Genotyping was conducted on a total of 57 individuals using the Affymetrix 250K SNP array at the Centre National de Génotypage in Evry, France. Autosomal SNPs were filtered on the basis of a minor allele frequency <0.1, genotyping call rate <95% and Hardy–Weinberg equilibrium p value <0.001, and no Mendelian errors were allowed. We applied the Tagger algorithm13 available in the Haploview software (http://www.broad.mit.edu/mpg/haploview/download.php) to select 33 923 autosomal tag SNPs with an R^{2} cut-off of 0.1. GWHM was conducted on the tagSNPs using MERLIN14 under a recessive model, and per-family multipoint LOD scores were obtained at each position. The S statistic and EmpP were calculated at each position using an in-house C script freely available for download at www.hgid.net.

## Results

Power to detect linkage at D according to number of linked families is displayed in figure 1A,B for family structure i. (first-cousin mating with a single affected child only). The S/EmpP approach is consistently more powerful than HLOD for a range of two to seven linked families when 1. no other families are linked to another locus (A) (eg, for six linked families, EmpP power=0.863 and HLOD power=0.643) or 2. All other families are linked to another locus (B) (eg, for six linked families, EmpP power=0.752 and HLOD power=0.626). Considering an intermediate scenario where five families are linked to D (figure 1C), EmpP power decreased slightly from 0.50 to 0.40 compared with HLOD, which was stable (∼0.27), as the number of other linked families increased from 0 to 16. For the two other family structures, ii. and iii., similar patterns were observed, and power for S/EmpP was higher overall, while the difference in power between S/EmpP and HLOD was smaller (data not shown).

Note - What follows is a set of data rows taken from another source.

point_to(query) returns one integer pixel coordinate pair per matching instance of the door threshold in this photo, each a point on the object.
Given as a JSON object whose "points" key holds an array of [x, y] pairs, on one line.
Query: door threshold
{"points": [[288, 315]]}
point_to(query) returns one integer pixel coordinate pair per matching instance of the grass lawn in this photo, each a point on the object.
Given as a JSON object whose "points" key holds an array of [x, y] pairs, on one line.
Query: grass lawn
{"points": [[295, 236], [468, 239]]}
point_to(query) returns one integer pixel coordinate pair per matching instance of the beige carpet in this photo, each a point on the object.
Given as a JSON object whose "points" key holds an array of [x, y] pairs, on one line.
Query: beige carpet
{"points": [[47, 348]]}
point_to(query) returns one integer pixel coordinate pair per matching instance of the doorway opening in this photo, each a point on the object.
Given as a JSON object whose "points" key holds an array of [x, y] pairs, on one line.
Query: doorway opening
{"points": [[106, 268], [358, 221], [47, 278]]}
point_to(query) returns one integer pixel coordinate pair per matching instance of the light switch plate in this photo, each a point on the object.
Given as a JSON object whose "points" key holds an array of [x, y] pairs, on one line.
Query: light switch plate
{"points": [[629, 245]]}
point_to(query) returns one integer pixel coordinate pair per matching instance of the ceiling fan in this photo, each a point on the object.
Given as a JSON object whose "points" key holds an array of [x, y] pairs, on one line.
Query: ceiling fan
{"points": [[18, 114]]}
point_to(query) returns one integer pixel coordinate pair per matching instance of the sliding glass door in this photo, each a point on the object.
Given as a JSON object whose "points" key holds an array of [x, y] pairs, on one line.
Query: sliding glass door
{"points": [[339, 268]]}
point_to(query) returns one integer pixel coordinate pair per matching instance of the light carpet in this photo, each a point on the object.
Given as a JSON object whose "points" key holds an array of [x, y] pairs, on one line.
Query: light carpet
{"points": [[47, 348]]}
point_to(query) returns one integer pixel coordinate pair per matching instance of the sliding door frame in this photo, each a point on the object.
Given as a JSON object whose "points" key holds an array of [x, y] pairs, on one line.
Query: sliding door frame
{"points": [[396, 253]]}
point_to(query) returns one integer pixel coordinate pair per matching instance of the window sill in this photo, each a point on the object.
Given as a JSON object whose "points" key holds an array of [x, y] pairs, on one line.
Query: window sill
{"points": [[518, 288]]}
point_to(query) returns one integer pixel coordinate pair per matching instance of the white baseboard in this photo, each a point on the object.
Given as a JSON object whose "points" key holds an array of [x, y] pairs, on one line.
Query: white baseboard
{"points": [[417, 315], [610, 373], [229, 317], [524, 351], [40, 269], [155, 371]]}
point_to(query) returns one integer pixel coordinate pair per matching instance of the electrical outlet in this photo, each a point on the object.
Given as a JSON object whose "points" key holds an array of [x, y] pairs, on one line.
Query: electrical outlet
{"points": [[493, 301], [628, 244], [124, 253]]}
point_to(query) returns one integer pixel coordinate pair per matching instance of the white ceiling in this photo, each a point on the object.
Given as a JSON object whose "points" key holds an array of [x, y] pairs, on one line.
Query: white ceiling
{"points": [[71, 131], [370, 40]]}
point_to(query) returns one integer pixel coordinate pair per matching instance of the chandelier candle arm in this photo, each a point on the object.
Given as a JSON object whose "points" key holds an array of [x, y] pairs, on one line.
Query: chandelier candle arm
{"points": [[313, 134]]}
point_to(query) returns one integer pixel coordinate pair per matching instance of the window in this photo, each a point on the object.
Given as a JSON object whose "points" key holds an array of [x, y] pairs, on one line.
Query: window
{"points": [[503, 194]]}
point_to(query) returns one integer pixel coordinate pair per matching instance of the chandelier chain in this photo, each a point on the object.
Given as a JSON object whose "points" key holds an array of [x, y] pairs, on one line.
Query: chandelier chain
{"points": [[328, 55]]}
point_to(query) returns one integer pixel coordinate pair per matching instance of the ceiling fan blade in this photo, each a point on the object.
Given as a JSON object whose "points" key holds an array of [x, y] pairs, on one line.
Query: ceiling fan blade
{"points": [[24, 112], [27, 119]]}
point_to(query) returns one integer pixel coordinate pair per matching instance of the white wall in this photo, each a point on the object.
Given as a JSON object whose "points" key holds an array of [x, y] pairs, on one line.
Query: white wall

In addition to power considerations for detecting linkage, it is also of interest whether the strongest signals correspond to the TP. For five linked families and no other loci, the linked chromosome out of all autosomes displayed the most significant EmpP for 65% of 1000 simulations, and the second most significant for 19.6% of simulations. Of all 1000 runs, 481 achieved an EmpP <0.001, and among the 21 other chromosomes per simulation, 545 runs displayed at least one FP signal with an EmpP <0.001. The mean and median sizes of linkage regions corresponding to these signals were 10.3 and 8.5 Mb for TPs and 5.9 and 4.9 Mb for FPs (figure 1D). The difference in mean sizes between TPs and FPs was found to be highly significant (p=10^{−42}). The proportion of linkage regions >10 Mb was found to be 40.1% for TPs and 10.6% for FPs.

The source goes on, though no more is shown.